Zelensky emphasized Ukraine’s fight to protect its sovereignty and citizens, thanking Italy’s leaders for their consistent backing, including military support for Ukraine’s armed forces and resistance efforts. A few days later, on January 16, Zelensky also met with Italy’s Defense Minister, Guido Crosetto, this time in Kyiv. Discussions focused on enhancing Ukraine’s air defense, training soldiers, and strengthening defense industrial ties, including plans for joint production and localization in Ukraine. Zelensky also stressed the importance of NATO membership for Ukraine as the foundation for lasting peace and security in Europe.
The Analysis:
After his visit to Kyiv, Defense Minister Guido Crosetto addressed the Senate on January 21, 2025, highlighting that, without international support, “Ukraine would no longer exist today.” Crosetto addressed senators as the Senate and Chamber of Deputies had to vote to extend the government’s authority to provide military support to Ukraine through 2025, following up on the decree on extending military aid to Kyiv that the government approved on December 23, 2024. So far, Italy’s military assistance has been substantial, with ten aid packages delivered to Ukraine, which have included: Storm Shadow cruise missiles, capable of striking targets up to 300 km away; SAMP/T air defense systems, co-delivered with France, designed to intercept ballistic missiles; M109 self-propelled artillery, Spada and Skyguard systems, PzH-2000 howitzers, and multiple rocket launch systems.
Crosetto also expressed his support for European partners deploying peacekeepers to oversee a potential ceasefire, signaling Italy’s willingness to contribute to such a mission if needed. For the Italian government, Trump’s inauguration as U.S. president is a potential turning point for the future of this war, as Trump has pledged to push for negotiations between Ukraine and Russia.
What’s Next:
Indeed, the arrival of Trump to the White House is an essential moment to (re)define Italy’s approach to Ukraine. Despite the substantial improvement in Rome-Kyiv relations over the past three years, this approach still remains primarily a function of Italy’s Atlanticist foreign policy. As such, the future of this relationship is closely tied to the actions that President Trump will take on this issue.
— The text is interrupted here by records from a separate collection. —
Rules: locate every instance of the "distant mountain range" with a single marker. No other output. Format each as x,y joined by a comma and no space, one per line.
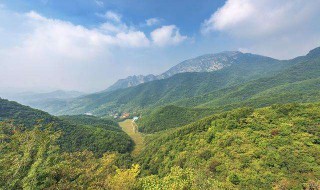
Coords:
204,63
242,79
41,100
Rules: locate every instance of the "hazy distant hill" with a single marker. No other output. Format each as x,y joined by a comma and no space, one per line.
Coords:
42,100
242,68
205,63
78,132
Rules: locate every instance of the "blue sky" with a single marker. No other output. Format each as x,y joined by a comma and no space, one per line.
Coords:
87,45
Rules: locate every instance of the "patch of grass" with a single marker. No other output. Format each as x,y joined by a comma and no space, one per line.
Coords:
131,129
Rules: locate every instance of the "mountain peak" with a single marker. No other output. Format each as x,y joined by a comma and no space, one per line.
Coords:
314,53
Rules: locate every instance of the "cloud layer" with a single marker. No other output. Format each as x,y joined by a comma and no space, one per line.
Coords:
46,53
276,28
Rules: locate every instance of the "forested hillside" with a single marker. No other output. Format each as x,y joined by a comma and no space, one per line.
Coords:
170,117
273,147
177,87
77,133
299,83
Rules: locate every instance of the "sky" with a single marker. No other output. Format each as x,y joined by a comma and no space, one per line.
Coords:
87,45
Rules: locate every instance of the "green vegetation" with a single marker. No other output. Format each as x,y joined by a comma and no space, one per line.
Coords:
177,87
272,147
78,132
275,147
131,129
170,117
33,160
244,127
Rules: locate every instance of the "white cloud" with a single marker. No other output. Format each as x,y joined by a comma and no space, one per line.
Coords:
113,16
152,21
167,35
99,3
277,28
52,53
259,18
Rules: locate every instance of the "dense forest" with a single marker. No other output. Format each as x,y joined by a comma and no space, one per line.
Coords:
77,132
215,130
273,147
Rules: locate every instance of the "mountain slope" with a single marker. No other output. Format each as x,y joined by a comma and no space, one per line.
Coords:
131,81
170,117
179,86
295,84
265,148
98,137
205,63
42,100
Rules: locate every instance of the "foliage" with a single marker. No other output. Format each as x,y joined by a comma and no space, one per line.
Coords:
177,87
170,117
78,132
32,160
243,148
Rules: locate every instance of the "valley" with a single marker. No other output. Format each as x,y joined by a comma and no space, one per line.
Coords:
129,127
254,123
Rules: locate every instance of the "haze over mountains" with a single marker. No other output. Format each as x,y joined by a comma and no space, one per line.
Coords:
204,63
240,70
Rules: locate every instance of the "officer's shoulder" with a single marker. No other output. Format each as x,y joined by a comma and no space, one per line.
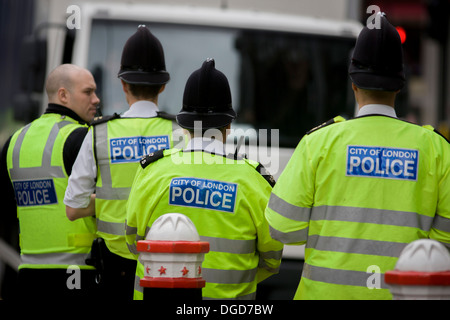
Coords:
155,156
104,119
262,171
326,124
431,128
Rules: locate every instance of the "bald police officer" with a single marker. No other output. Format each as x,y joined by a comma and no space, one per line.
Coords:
38,160
358,191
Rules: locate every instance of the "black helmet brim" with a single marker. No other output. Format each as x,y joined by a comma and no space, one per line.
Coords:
144,78
374,81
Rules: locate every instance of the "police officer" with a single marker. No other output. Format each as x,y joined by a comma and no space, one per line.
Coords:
358,191
104,170
38,160
224,196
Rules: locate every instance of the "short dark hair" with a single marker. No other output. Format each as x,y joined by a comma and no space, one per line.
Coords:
144,91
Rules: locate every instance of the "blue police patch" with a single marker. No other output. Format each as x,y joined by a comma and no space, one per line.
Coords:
131,149
382,162
35,192
203,193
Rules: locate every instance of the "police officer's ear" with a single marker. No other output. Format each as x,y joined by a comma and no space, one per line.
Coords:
63,95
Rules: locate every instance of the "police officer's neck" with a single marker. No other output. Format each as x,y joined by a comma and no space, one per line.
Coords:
131,100
217,134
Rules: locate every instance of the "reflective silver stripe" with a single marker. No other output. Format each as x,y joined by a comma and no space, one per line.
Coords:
341,277
271,254
288,210
55,258
361,246
289,237
228,276
46,169
441,223
230,245
376,216
116,228
132,248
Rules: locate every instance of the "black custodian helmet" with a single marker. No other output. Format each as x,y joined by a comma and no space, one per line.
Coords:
207,98
377,61
143,60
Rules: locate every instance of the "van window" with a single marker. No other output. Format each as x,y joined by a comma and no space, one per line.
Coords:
279,80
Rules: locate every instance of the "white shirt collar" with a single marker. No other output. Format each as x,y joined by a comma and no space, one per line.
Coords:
382,109
206,144
141,109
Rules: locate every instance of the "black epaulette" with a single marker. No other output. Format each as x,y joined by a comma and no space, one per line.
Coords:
151,157
166,115
325,124
103,119
266,175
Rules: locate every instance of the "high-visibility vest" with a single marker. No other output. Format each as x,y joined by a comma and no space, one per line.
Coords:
119,144
36,168
225,199
357,192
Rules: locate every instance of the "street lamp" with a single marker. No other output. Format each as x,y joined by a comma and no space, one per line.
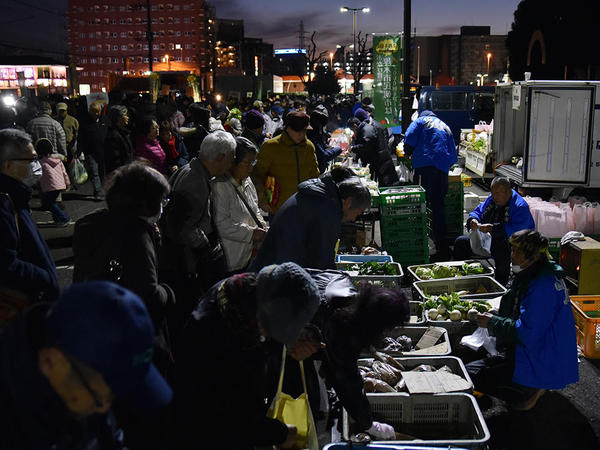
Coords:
354,26
168,61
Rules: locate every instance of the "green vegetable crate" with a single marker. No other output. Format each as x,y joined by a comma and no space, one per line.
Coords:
360,272
442,420
487,287
487,269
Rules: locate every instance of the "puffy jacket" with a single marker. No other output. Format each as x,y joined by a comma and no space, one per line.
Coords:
535,318
32,415
517,216
152,151
25,260
102,236
288,162
306,228
324,152
54,175
118,149
45,126
432,142
371,148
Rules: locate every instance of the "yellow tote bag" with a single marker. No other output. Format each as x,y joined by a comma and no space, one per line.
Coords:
295,411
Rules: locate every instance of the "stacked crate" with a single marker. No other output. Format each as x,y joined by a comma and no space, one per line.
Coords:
404,224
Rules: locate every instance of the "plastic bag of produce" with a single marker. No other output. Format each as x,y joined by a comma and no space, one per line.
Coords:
480,338
481,243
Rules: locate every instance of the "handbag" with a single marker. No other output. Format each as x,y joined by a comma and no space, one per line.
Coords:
12,301
295,411
77,171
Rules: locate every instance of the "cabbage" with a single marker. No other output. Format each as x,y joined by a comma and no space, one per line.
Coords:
442,272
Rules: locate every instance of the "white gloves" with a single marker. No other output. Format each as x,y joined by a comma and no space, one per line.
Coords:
382,431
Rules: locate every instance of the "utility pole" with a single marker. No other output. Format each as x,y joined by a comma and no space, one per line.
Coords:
149,36
406,100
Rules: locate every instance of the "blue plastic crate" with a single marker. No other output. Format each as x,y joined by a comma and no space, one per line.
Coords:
364,258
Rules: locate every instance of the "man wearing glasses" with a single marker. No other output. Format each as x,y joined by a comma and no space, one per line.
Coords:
63,364
27,271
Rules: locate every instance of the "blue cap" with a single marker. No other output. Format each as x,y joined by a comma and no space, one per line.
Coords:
108,328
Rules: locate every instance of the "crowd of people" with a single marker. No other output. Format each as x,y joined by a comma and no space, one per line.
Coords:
215,249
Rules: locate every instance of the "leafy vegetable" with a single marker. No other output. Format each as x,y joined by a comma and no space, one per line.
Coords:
374,268
451,306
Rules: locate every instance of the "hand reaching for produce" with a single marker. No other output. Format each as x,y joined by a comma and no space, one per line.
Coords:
290,442
483,319
383,431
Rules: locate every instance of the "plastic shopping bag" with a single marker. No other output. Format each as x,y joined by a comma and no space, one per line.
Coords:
480,338
295,411
77,172
481,243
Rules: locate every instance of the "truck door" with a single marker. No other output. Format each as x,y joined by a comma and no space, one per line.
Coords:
558,135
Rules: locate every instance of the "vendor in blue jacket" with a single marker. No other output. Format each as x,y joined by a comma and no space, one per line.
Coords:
431,144
503,213
534,329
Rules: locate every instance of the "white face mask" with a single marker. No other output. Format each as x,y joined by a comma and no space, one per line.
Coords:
154,219
34,173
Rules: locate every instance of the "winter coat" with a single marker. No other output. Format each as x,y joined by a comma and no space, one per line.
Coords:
306,228
507,220
371,148
91,138
188,225
432,143
342,346
118,149
133,243
32,415
54,175
233,221
45,126
288,162
25,260
536,321
152,151
324,152
220,377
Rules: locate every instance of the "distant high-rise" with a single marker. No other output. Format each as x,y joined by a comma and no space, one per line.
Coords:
111,37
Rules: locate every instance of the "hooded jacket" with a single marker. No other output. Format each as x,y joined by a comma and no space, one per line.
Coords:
288,162
535,321
25,260
306,228
517,216
432,142
102,236
32,416
54,175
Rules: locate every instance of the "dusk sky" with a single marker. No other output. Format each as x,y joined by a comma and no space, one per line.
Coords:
40,23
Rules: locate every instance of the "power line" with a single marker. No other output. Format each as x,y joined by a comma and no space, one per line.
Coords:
39,8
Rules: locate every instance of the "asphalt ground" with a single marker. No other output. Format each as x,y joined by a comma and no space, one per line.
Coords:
565,419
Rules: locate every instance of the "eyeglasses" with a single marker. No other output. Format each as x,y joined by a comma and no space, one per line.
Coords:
33,158
98,402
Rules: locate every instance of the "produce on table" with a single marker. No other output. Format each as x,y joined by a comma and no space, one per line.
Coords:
452,307
379,376
374,268
438,271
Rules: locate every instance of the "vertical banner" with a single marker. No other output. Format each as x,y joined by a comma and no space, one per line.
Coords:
387,67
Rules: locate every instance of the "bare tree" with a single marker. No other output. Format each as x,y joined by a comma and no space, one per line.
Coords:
309,61
362,63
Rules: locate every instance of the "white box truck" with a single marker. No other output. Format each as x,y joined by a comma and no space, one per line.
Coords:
555,127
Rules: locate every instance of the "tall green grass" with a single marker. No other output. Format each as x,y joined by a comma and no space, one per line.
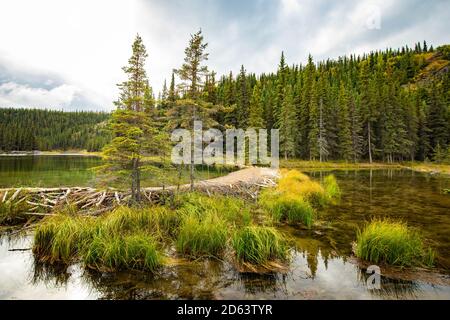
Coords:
231,209
392,242
202,236
258,245
331,187
134,238
117,252
284,206
60,238
10,213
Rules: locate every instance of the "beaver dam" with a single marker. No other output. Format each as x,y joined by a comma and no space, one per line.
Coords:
254,233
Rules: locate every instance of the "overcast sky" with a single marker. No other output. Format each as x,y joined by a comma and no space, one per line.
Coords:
68,54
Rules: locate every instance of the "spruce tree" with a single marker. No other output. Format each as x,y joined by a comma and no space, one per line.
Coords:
134,133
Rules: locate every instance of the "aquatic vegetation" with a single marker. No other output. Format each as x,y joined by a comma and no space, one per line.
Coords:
202,236
295,196
11,212
392,242
156,220
231,209
331,187
61,237
258,245
117,252
284,206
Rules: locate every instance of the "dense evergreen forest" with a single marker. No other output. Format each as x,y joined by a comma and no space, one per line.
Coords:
391,105
32,129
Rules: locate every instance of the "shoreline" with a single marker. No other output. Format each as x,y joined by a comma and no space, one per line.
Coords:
51,153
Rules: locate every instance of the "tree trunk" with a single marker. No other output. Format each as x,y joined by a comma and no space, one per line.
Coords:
370,142
136,182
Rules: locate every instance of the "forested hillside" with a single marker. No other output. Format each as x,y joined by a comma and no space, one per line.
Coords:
389,105
31,129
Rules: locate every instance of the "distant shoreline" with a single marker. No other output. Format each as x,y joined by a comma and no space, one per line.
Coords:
50,153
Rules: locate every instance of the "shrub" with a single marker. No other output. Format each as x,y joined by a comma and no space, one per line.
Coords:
60,238
202,236
393,243
283,206
116,252
331,187
258,245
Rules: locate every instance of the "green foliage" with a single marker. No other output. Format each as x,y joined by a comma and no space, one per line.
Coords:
10,212
393,243
60,238
231,209
258,245
284,206
295,196
135,251
206,235
33,129
331,187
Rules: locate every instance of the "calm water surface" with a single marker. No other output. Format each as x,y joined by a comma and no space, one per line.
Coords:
321,265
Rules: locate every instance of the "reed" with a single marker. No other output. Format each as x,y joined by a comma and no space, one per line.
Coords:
258,245
394,243
115,252
60,238
206,236
331,187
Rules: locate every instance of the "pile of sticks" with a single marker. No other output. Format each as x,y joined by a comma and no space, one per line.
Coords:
89,201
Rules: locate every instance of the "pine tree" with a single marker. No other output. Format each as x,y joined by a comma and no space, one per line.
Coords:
355,128
192,74
243,101
344,134
314,124
287,123
256,108
172,91
134,134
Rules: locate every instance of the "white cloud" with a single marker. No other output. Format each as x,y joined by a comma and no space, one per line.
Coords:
16,95
81,45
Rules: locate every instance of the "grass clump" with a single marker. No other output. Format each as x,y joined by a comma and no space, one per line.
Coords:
331,187
288,207
394,243
202,236
116,252
292,200
11,213
60,238
258,245
231,209
156,220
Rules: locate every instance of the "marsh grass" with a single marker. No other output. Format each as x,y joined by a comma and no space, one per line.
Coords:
10,213
259,245
392,242
296,196
285,206
134,238
332,190
60,238
202,236
117,252
231,209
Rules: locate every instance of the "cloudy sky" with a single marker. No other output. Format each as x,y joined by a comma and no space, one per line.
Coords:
68,54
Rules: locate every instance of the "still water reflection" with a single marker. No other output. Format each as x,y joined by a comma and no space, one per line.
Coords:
321,266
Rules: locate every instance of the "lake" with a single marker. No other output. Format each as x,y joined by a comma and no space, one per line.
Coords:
321,265
73,170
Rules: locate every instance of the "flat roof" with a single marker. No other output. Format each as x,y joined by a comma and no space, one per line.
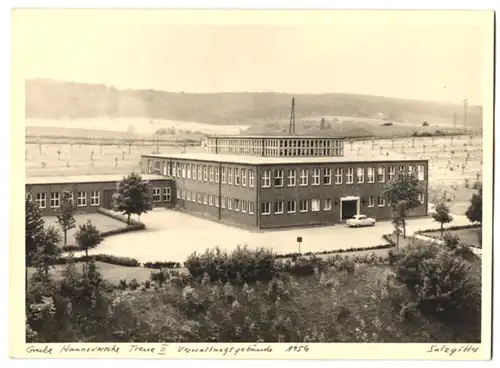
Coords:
87,179
270,160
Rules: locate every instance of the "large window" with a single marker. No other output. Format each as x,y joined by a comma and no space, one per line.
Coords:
266,178
338,175
360,174
327,176
278,207
265,208
328,204
156,194
167,194
95,198
316,176
81,199
278,178
292,179
350,175
41,200
303,177
371,175
55,199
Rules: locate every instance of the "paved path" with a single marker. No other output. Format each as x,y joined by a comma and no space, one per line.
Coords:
172,236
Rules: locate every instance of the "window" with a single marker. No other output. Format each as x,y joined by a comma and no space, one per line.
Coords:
292,179
41,200
244,177
156,194
95,198
328,204
327,176
211,174
371,175
167,194
278,207
420,172
338,175
81,199
266,178
360,174
303,177
237,176
266,208
278,178
205,173
315,205
350,175
224,175
316,175
392,173
55,199
381,174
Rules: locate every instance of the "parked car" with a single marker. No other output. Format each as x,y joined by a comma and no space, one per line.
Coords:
360,220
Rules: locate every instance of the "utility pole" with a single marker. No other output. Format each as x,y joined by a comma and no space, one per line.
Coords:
291,128
465,114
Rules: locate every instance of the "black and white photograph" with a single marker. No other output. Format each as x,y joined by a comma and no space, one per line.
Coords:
264,179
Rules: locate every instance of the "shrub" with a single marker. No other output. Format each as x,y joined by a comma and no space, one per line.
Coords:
241,265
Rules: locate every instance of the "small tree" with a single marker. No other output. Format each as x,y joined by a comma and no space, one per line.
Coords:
475,211
34,224
132,196
88,237
66,218
442,215
48,249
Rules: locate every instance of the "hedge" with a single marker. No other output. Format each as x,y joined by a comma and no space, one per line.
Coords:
105,258
158,265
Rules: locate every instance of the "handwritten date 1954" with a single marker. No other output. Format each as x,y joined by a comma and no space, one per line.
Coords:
297,349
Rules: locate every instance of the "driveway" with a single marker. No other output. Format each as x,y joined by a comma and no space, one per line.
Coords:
172,236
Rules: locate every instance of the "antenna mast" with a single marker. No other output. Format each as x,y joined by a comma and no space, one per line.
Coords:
291,128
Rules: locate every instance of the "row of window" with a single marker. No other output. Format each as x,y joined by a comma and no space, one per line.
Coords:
314,205
325,175
232,204
81,199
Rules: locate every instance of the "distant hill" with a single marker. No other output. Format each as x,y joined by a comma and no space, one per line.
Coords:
49,99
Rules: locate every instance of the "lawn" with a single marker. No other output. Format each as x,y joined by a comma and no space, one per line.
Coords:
102,222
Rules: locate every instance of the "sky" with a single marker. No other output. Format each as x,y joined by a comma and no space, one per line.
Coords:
410,55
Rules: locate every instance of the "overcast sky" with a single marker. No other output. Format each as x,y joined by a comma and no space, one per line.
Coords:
408,56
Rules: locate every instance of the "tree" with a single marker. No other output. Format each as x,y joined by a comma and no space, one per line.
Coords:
442,215
322,125
132,196
33,227
48,249
475,211
88,237
66,218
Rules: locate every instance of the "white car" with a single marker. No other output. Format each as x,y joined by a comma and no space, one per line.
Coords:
360,220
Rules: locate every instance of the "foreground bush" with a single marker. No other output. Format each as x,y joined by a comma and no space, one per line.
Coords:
241,265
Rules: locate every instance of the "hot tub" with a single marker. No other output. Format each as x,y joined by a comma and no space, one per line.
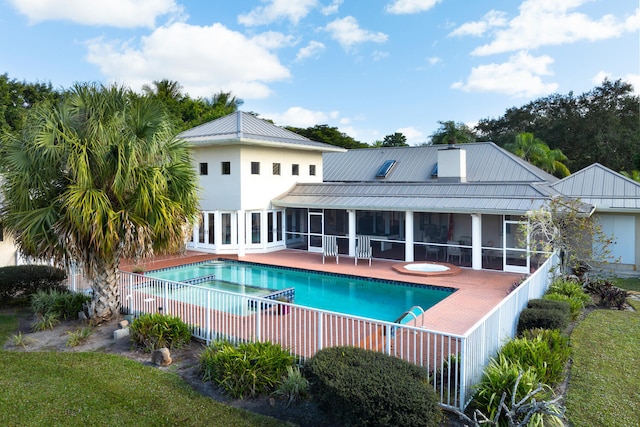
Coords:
424,267
427,268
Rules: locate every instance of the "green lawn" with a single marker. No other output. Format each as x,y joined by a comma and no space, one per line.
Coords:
604,387
84,389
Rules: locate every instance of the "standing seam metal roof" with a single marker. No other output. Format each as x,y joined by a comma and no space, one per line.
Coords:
244,128
486,162
600,186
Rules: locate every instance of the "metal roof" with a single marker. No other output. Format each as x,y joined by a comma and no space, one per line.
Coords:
242,128
488,198
600,186
486,162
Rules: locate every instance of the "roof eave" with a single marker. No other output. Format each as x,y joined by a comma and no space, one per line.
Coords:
205,141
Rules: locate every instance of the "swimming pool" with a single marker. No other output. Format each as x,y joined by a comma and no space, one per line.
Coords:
371,298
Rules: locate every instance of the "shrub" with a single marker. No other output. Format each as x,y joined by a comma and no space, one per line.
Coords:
549,304
22,281
538,318
572,289
45,321
79,336
575,305
153,331
249,369
294,386
63,304
362,387
546,351
499,378
608,294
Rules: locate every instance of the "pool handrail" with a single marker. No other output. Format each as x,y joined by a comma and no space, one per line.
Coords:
410,312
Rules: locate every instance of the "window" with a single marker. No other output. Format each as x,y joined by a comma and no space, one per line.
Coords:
212,234
226,168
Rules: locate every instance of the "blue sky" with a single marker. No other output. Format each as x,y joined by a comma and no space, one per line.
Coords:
370,68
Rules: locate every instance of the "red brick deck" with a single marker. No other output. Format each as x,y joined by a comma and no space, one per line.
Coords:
478,292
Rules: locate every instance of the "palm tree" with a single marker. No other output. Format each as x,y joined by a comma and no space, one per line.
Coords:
94,178
536,152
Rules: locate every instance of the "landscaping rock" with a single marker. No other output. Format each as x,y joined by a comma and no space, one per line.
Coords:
161,357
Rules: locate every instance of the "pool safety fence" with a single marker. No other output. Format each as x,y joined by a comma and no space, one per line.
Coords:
455,362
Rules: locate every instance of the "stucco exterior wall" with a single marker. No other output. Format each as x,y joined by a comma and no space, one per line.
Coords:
242,190
258,190
7,252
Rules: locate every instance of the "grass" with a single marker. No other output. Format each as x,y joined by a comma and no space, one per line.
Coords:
80,389
604,387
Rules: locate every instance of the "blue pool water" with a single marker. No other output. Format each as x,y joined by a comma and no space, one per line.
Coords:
371,298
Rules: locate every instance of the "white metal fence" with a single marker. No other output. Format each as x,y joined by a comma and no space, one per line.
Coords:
454,362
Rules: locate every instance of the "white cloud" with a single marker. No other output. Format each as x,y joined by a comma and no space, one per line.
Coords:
414,136
115,13
632,79
301,117
543,23
518,77
312,50
379,55
293,10
273,40
332,8
204,60
400,7
491,19
600,76
348,33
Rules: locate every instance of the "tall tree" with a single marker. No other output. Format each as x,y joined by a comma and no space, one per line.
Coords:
396,139
602,125
451,132
94,178
189,112
17,98
536,152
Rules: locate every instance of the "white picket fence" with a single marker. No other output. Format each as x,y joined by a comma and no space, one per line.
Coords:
455,362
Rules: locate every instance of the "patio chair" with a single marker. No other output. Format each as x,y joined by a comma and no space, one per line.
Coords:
363,249
329,247
454,251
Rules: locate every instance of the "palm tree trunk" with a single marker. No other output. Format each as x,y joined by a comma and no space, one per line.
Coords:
106,295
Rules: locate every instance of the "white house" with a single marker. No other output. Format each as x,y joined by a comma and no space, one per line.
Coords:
265,188
244,162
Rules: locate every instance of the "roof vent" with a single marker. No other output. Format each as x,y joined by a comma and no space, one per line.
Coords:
385,169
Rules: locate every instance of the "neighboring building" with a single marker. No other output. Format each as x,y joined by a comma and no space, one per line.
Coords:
265,188
616,199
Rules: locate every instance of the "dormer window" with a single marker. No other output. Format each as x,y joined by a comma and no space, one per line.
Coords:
385,168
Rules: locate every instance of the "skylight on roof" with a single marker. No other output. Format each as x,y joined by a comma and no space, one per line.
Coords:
385,169
434,172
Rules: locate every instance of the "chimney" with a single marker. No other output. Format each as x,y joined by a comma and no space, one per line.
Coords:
452,164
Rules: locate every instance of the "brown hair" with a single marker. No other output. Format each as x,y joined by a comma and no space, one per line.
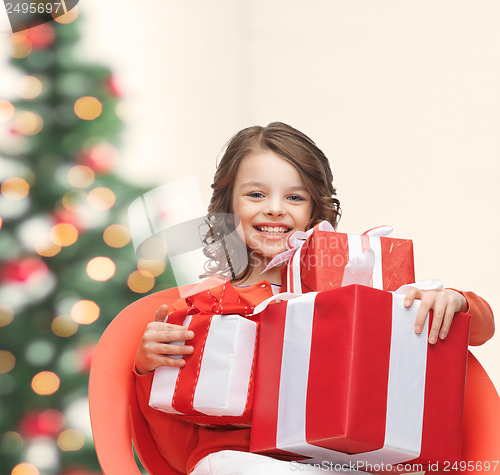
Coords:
224,251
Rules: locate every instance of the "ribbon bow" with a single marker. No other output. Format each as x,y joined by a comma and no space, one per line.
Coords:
297,239
229,303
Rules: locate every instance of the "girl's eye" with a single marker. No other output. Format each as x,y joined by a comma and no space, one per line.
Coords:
256,194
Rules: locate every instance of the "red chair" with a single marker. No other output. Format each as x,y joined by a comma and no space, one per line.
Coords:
115,416
117,421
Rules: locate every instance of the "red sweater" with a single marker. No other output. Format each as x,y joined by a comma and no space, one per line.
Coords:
183,444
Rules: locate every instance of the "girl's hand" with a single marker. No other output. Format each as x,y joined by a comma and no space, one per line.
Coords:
156,348
444,304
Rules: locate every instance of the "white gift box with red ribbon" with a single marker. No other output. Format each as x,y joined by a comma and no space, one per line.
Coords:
215,385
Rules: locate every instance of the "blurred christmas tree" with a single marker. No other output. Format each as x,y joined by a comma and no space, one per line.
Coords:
67,266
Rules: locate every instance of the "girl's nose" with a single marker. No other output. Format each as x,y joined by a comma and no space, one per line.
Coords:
274,208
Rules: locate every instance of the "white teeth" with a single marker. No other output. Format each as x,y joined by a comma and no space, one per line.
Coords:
273,230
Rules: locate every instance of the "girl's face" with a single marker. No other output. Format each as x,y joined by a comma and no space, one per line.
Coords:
271,201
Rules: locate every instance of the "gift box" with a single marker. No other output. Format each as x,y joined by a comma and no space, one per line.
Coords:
322,259
215,385
342,377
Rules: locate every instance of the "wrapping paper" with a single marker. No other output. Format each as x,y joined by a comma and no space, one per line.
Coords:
322,259
342,377
217,379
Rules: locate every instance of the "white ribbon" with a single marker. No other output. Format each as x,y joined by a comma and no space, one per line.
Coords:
405,391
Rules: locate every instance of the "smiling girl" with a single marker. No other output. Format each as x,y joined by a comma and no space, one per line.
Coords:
275,181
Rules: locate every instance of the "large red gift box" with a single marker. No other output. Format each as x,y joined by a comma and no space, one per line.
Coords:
323,259
342,377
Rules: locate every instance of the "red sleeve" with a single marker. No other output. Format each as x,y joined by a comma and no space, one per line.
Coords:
482,323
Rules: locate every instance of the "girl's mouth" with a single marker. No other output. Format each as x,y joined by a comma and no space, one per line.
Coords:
273,230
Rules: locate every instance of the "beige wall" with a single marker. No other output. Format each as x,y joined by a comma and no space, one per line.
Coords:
403,97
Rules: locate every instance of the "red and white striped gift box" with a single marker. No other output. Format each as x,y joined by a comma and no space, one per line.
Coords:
342,377
215,385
If Trump moves to impose peace negotiations that freeze the current territorial status quo – leaving Kyiv unable to recover most of its lost territories – Italy is unlikely to oppose this shift or join other European countries in pressuring Trump to adopt a different course.
This stance, however, does not indicate a change in Italy’s overall approach toward Kyiv, nor does it suggest a return to warmer ties with Moscow. Italy will continue supporting Ukraine’s bids for EU and NATO membership, and any prospects for a return to “business as usual” relations with Russia remain minimal, at least in the short-term. That said, Italy, like much of Western Europe, does not perceive the war as a direct threat to its physical security – unlike countries such as Poland, the Baltic states, and Finland. Italy recognizes the long-term risks to European security posed by Russia retaining control over significant portions of seized Ukrainian territory but it is unlikely to challenge any U.S.-led push for negotiations, even if this should compromise Ukraine’s full territorial recovery.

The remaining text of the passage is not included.